Une fusée porteuse Longue Marche-3B lance le satellite Fengyun-4 03 au centre de lancement de satellites de Xichang, dans la province chinoise du Sichuan (sud-ouest), le 27 décembre 2025. /VCG

Le monde vient de vivre l’une des trois années les plus chaudes jamais enregistrées, comme le confirme le rapport climatique 2025 de l’Organisation météorologique mondiale. L’Asie se réchauffe deux fois plus vite que la moyenne mondiale, selon l’ONU. L’Asie du Sud-Est a été frappée par une vague de chaleur qui a poussé l’indice de chaleur au-delà de 51 degrés Celsius aux Philippines, tandis que le Pakistan a connu une autre saison d’inondations dévastatrices de mousson.

Ce ne sont pas des événements isolés. Alors que les conditions météorologiques extrêmes deviennent la nouvelle norme, la question n’est plus de savoir si des catastrophes vont survenir, mais plutôt de savoir dans quelle mesure le monde est préparé.

La réponse technologique vient de plus en plus de Chine. Son réseau de satellites météorologiques Fengyun – neuf satellites en orbite soutenus par 842 radars météorologiques et plus de 90 000 stations au sol – fournit désormais des données en temps réel à 133 pays et régions. Trois nouveaux satellites devraient être lancés en 2025-2026 pour couvrir l’océan Indien et le Pacifique occidental, deux des zones les plus sujettes aux cyclones de la planète.
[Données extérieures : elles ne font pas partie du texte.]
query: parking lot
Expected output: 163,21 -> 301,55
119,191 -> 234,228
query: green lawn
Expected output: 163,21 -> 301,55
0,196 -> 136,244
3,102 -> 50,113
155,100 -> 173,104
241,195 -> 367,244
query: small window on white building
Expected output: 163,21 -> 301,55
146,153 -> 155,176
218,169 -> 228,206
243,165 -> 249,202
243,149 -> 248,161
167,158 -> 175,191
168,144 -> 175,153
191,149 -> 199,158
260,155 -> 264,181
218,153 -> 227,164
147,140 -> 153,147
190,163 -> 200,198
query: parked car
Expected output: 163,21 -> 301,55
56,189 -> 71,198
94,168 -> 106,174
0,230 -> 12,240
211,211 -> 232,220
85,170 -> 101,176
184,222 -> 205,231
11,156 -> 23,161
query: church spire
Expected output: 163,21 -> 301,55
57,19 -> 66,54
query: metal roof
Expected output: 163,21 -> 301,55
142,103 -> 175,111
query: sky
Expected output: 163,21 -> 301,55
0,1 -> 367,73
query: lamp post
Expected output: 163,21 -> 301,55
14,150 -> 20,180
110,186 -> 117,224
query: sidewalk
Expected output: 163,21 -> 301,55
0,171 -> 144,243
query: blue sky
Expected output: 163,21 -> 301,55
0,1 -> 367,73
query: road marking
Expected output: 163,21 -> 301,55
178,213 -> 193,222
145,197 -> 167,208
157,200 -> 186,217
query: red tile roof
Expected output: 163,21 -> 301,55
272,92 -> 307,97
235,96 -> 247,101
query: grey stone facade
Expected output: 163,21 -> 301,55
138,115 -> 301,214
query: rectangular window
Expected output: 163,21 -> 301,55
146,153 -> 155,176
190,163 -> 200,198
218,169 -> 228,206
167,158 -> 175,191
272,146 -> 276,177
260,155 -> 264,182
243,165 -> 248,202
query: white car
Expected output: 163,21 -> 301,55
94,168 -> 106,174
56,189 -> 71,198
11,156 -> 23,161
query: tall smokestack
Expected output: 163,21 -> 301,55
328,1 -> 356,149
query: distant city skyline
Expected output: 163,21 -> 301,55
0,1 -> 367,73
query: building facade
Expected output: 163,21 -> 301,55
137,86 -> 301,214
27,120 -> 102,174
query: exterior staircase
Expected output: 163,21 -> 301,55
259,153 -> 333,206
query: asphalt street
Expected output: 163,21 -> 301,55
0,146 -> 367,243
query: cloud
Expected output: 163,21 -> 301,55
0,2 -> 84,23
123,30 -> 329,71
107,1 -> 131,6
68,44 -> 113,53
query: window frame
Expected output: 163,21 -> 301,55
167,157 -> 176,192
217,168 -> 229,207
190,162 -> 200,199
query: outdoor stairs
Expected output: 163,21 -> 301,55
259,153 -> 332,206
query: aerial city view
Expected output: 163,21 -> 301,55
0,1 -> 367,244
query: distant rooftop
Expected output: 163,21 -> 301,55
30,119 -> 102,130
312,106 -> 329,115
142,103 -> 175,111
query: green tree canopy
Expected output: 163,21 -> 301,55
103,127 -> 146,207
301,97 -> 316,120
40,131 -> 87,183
Chen Zhenlin, chef de l’Administration météorologique de Chine, a déclaré au China Daily que les satellites à micro-ondes peuvent pénétrer la couverture nuageuse pour analyser les structures des typhons et fournir aux nations insulaires du Pacifique des alertes de cyclone 72 heures à l’avance. « Cela donnera aux pays d’Asie et du Pacifique des avertissements à l’avance allant de quelques heures à quelques jours », a déclaré Chen.

Le « Plan d’action chinois d’alerte rapide pour l’adaptation au changement climatique (2025-2027) », dévoilé lors de la COP29 sur le changement climatique, a été salué par Selwin Hart, conseiller climatique du secrétaire général de l’ONU, comme le premier plan national soutenant directement l’initiative d’alerte précoce pour tous de l’ONU. L’objectif : chaque habitant de la planète protégé par des systèmes d’alerte précoce d’ici 2027. Un système basé sur le cloud a déjà été déployé au Pakistan et aux Îles Salomon, et la Chine s’est engagée à former 2 000 spécialistes sur deux ans.

Un coin du Centre d'observation météorologique de l'Administration météorologique chinoise, Pékin, Chine, le 1er juillet 2024. /VCG

Lorsque des catastrophes surviennent et que les infrastructures au sol tombent en panne, les drones prennent le relais. Le Wing Long-2H, un drone d’intervention d’urgence développé par l’Aviation Industry Corporation of China, peut fonctionner comme une tour de téléphonie cellulaire aéroportée, rétablissant une couverture mobile sur 50 kilomètres carrés et construisant un réseau de communications audio-vidéo de 15 000 kilomètres carrés. En juillet 2025, elle a achevé la première mission de reconnaissance d’alerte précoce en Chine en cas de typhon, en surveillant le typhon Wepha le long de la côte et en envoyant 6 000 messages SMS aux habitants des zones touchées.

De grands drones Wing Loong-2 stationnés près de la ville de Zigong, dans la province chinoise du Sichuan (sud-ouest). /VCG

Sous la surface, la Chine a construit le plus grand réseau d’alerte précoce aux tremblements de terre au monde – environ 18 000 stations d’observation – et un système d’IA appelé AIRES qui détecte cinq fois plus d’événements sismiques qu’un traitement manuel.

Une alerte précoce en cas de tremblement de terre est affichée sur un smartphone. /VCG

Le modèle DiTing, le premier grand modèle d’onde sismique au monde avec des paramètres de plusieurs milliards, a été publié pour une utilisation ouverte en janvier 2025 et a déjà été appliqué à des données sismiques réelles de la région autonome de Xizang, dans le sud-ouest de la Chine.